Of the 30,000 nuclear weapons in the world today, the
United States and Russia possess 96 per cent of them. Of
these, Russia aims most of its 8,200 strategic nuclear
warheads at U.S. and Canadian targets, while the U.S.
aims most of its 7,000 offensive strategic hydrogen
bombs on Russian missile silos and command centres. Each
of these thermonuclear warheads has roughly 20 times the
destructive power of the bomb dropped on Hiroshima,
according to a report on nuclear weapons by the National
Resources Defense Council, a U.S. environmental group.
Of these 7,000 U.S. strategic weapons, 2,500 are
deployed on intercontinental ballistic missiles that are
constantly maintained on hair-trigger alert ready for
immediate launching, while the U.S. also maintains some
2,688 hydrogen bombs on missiles in its 14 Trident
submarines, most ready for instantaneous launching.

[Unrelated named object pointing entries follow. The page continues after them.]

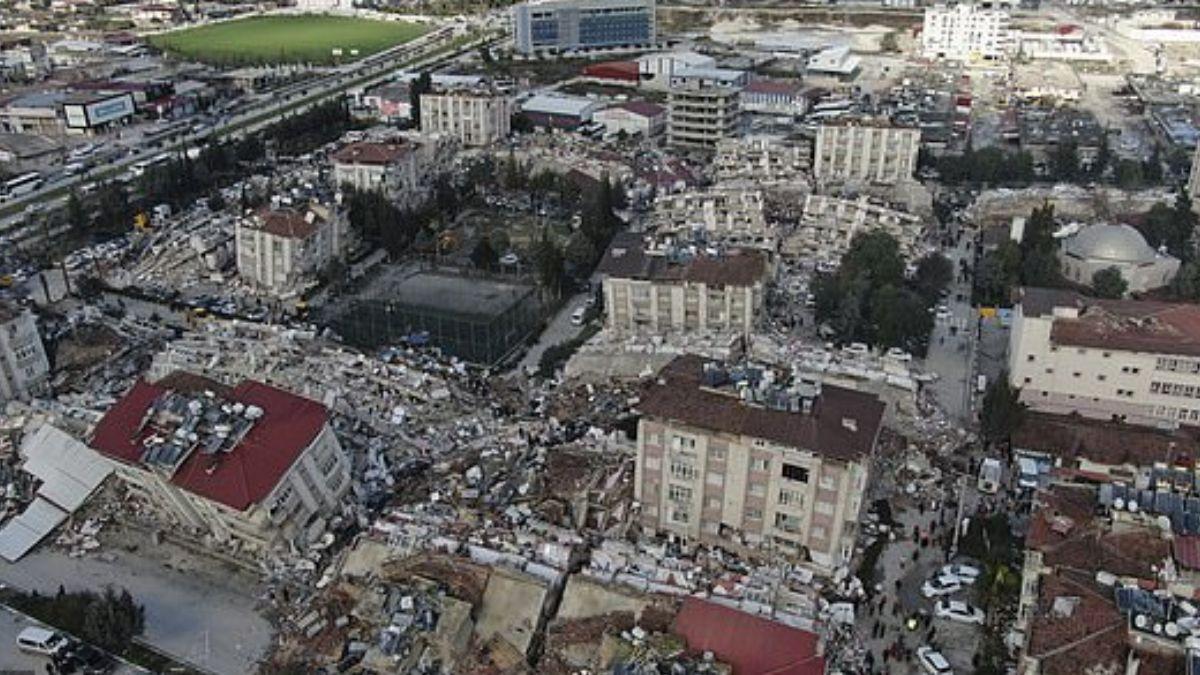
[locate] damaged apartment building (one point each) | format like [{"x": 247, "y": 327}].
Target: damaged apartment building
[
  {"x": 663, "y": 290},
  {"x": 733, "y": 216},
  {"x": 748, "y": 455},
  {"x": 828, "y": 225},
  {"x": 250, "y": 467}
]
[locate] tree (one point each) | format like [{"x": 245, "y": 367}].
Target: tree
[
  {"x": 1002, "y": 411},
  {"x": 934, "y": 274},
  {"x": 1108, "y": 282}
]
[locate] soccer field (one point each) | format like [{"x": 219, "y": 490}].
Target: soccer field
[{"x": 286, "y": 40}]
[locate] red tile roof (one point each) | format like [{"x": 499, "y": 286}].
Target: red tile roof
[
  {"x": 678, "y": 395},
  {"x": 246, "y": 473},
  {"x": 750, "y": 644},
  {"x": 365, "y": 153}
]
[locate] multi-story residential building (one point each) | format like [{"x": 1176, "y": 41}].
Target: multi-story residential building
[
  {"x": 473, "y": 117},
  {"x": 282, "y": 249},
  {"x": 763, "y": 159},
  {"x": 755, "y": 457},
  {"x": 569, "y": 25},
  {"x": 402, "y": 169},
  {"x": 1134, "y": 360},
  {"x": 865, "y": 150},
  {"x": 663, "y": 291},
  {"x": 24, "y": 368},
  {"x": 727, "y": 215},
  {"x": 967, "y": 31},
  {"x": 250, "y": 467},
  {"x": 701, "y": 115},
  {"x": 829, "y": 223}
]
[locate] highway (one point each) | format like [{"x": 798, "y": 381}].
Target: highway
[{"x": 17, "y": 225}]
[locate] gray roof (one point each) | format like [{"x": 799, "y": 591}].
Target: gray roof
[{"x": 1110, "y": 243}]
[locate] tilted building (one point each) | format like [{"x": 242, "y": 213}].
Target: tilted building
[
  {"x": 753, "y": 457},
  {"x": 664, "y": 291},
  {"x": 251, "y": 467}
]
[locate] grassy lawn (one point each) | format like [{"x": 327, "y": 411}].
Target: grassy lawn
[{"x": 292, "y": 39}]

According to the Center for Defense Information, a group
that analyzes U.S. defence policy, in the event of a
suspected attack, the commander of the U.S. Strategic
Air Command has only three minutes to decide if a
nuclear attack warning is valid. He has 10 minutes to
locate the president for a 30-second briefing on attack
options, and the president then has three minutes to
decide to launch the warheads and to consider which
pre-set targeting plan to use.
Once launched, the missiles would take 10 to 30 minutes
to reach their Russian targets.
An almost identical situation prevails in Russia, except
unlike the combined U.S. and Canadian NORAD
early-warning equipment, the Russian system is decaying
rapidly, its early-warning satellites are almost
non-functional and it now relies on a relatively
primitive over-the-horizon radar to warn it of an
imminent secret first-strike attack from the United
States.
The Russian military and political leaders are suitably
paranoid about this extraordinary post-Cold-War
situation. So much so that in January 1995 president
Boris Yeltsin came to within 10 seconds of launching his
nuclear armada when the launch of a Norwegian weather
satellite was misinterpreted in Moscow as a pre-emptive
U.S. nuclear attack.
Most towns and cities with populations over 50,000 on
the North American continent are targeted with at least
one hydrogen bomb. Only 1,000 bombs exploding on 100
cities could induce nuclear winter and the end of most
life on earth. There are fewer than 300 major cities in
the Northern hemisphere.
Such is the redundancy of nuclear weapons. A U.S.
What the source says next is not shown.